US 12,127,726 B2
	System and method for robust image-query understanding based on contextual features
Yu Wang, Bellevue, WA (US); Yilin Shen, Santa Clara, CA (US); and Hongxia Jin, San Jose, CA (US)
Assigned to Samsung Electronics Co., Ltd., Suwon-si (KR)
Filed by Samsung Electronics Co., Ltd., Suwon-si (KR)
Filed on Apr. 15, 2021, as Appl. No. 17/231,958.
Claims priority of provisional application 63/017,887, filed on Apr. 30, 2020.
Prior Publication US 2021/0342624 A1, Nov. 4, 2021
Int. Cl. G06V 10/70 (2022.01); A47L 9/28 (2006.01); A47L 11/40 (2006.01); G06F 18/214 (2023.01); G06V 20/10 (2022.01)

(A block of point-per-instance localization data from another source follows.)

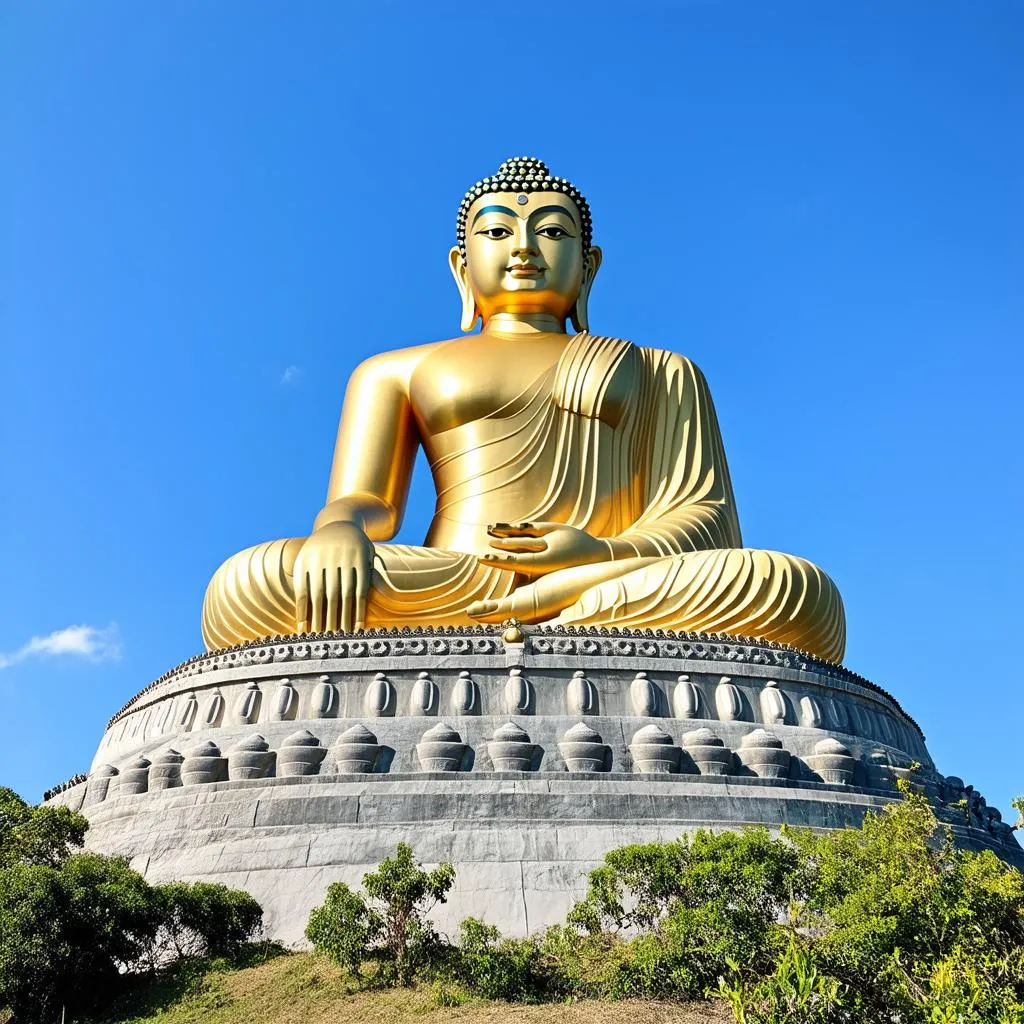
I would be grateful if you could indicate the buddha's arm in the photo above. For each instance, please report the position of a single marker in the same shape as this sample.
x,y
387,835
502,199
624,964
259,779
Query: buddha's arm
x,y
375,451
689,502
373,464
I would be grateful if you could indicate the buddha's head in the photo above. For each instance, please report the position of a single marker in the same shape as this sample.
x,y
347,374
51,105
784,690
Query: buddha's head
x,y
524,247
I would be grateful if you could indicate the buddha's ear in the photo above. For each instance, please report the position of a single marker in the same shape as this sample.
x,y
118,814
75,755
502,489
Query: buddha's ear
x,y
592,265
461,273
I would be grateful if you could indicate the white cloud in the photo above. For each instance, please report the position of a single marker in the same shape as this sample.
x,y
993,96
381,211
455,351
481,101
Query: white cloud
x,y
79,641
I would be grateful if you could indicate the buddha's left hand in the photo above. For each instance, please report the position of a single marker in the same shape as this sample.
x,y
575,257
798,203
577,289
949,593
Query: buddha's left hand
x,y
538,548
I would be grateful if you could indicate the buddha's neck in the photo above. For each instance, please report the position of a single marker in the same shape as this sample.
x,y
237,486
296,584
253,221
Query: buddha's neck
x,y
523,324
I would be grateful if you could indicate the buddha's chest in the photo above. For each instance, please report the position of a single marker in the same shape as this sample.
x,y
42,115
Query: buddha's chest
x,y
472,381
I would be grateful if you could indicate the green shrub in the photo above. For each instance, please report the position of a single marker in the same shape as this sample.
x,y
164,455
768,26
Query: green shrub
x,y
44,836
911,924
344,927
74,928
796,992
692,906
388,924
204,919
498,969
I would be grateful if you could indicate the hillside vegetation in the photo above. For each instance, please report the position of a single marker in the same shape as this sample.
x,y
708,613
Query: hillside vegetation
x,y
305,988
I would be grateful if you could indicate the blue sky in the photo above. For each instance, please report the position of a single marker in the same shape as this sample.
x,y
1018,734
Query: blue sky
x,y
211,212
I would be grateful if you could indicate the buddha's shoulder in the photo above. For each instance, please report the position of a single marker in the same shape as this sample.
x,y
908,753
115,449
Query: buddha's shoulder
x,y
653,358
396,363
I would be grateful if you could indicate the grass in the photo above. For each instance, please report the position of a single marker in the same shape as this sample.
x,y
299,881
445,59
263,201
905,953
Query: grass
x,y
272,986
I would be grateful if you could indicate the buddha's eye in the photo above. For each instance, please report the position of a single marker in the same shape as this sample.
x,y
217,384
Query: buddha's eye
x,y
496,232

CPC A47L 9/2805 (2013.01) [A47L 11/40 (2013.01); G06F 18/214 (2023.01); G06V 10/768 (2022.01); G06V 20/10 (2022.01); A47L 2201/06 (2013.01)]

25 Claims

1. A method comprising:

obtaining, using at least one processor of a robot, an image-query understanding model;

obtaining, using the at least one processor, an image and a user query associated with the image, wherein the image comprises a target image area and the user query comprises a target phrase, and wherein the target image area is marked on the image by a user and the target phrase is identified within the user query by the user during operation of the robot; and

retraining, using the at least one processor, the image-query understanding model using a correlation between the target image area and the target phrase to obtain a retrained image-query understanding model;

wherein retraining the image-query understanding model comprises determining (i) one or more query-level contextual features, (ii) one or more question features, (iii) one or more image-level contextual features, and (iv) one or more post-processed image features based on at least one weighted attention function.